Written by Chris Thomas — When Joe Henderson is introduced to the deep web by his friend, Billy, he has no idea of the mess it will get him in. Joe quickly becomes entranced and his eye is caught by one website in particular. The Red Room is where the Brotherhood of the Righteous mete out their own vigilante justice to criminals when they judge the system has been weak. It’s pay-per-view and the audience bid to ask questions and then, ultimately, they get to specify how the criminal is executed.

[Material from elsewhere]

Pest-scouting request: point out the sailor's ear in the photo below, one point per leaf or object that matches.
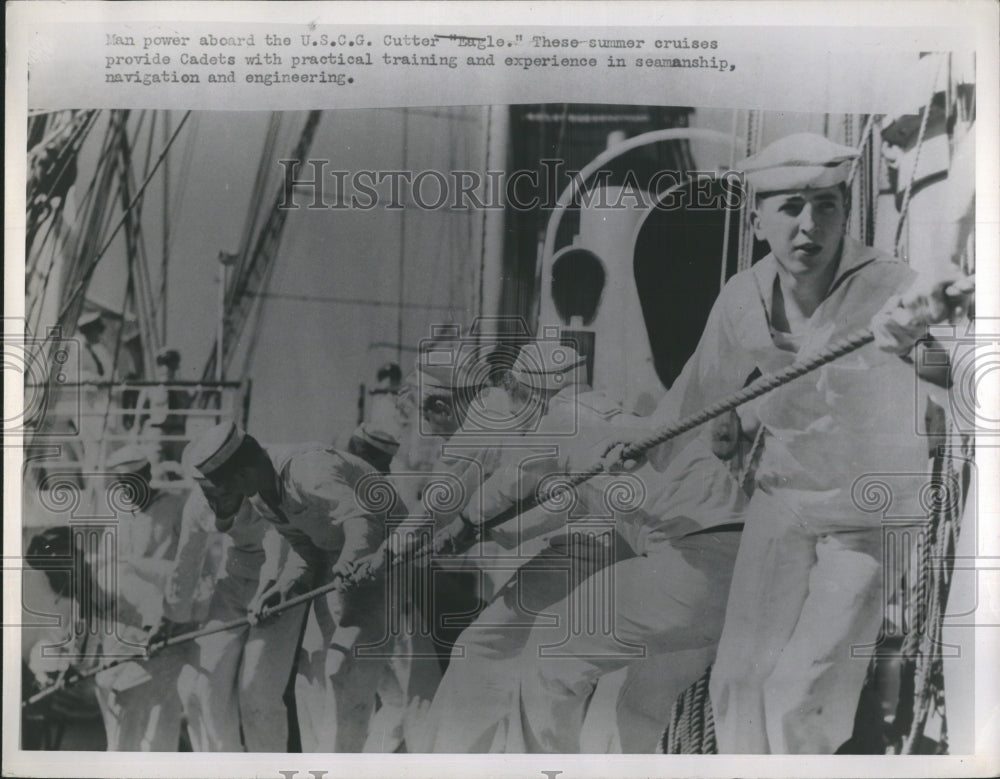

To get access to the deep web Joe connects using a special browser that should disguise his identity. The deep web might be mostly tedious company intranets and scientific databanks but there is a specialised corner known as the dark web. It is an area of the internet where lawlessness can thrive. Joe has to pay using the online currency Bitcoin to get access and then watches in morbid fascination as the Red Room show starts. We watch Joe as he falls into deeper trouble and he finds himself beholden to the Brotherhood. They quickly, and perhaps a little improbably, pull him in, raising the stakes and ramping up the conflict.
We also get several other perspectives in the story. We follow the Brotherhood of the Righteous as they plan, execute, and cloak their activities. We meet Pete Harris, a policeman working for the Metropolitan Police Cyber Crime Unit. He is a single parent and he has a nose for sniffing out cyber criminals and he is soon tracking down the Brotherhood. We also catch the perspective of Daisy, a young woman trafficked into the sex industry by the malignant abuser Saeed Anwar.
The Brotherhood of the Righteous is well named. They regard their activities as completely justified because they torture and murder people who have been guilty of some abhorrent crimes, including child assault and murder. They are led by Alistair Goodfellow, a tech millionaire, and well-named to highlight the moral ambiguity in this book. The money the Brotherhood raises from the shows is considerable. Chancers just trying to get rich? Not a bit of it. The moral lines are smudged further as Goodfellow gives his share of the profits, hundreds of thousands of pounds, to a local children’s hospice.
This book has a very British quality with an underlying normality to the exchanges between all the individuals. Occasionally there is just the occasional lurch into exposition but Thomas has a good ear and the dialogue feels genuine. This then sits in stark, and highly effective, juxtaposition to the scenes of torture with everyday matey banter deepening the sense of the macabre.
There are a lot of characters in this book. Joe, while central at the start, does not hold his ground as lead protagonist throughout. That means there isn’t one person or one group for us to root for, to care about and pull us through the story. It is not Harris and the police, or Daisy, or Alastair and the Brotherhood of the Righteous. Just about the only character who isn’t shaded in grey is Saeed Anwar and, ironically, he ends up rather one-dimensional. This complexity is admirable but it does leave us slightly adrift amongst the characters and I was left wondering who I cared about.
In many ways that doesn’t matter, you’ll find your own favourite amongst the cast. It might also be that Thomas is setting these characters up for future books in the series. Either way, this one rattles along at a good pace. The dark web is proving fertile ground for crime fiction and this a worthy addition to that sub-genre.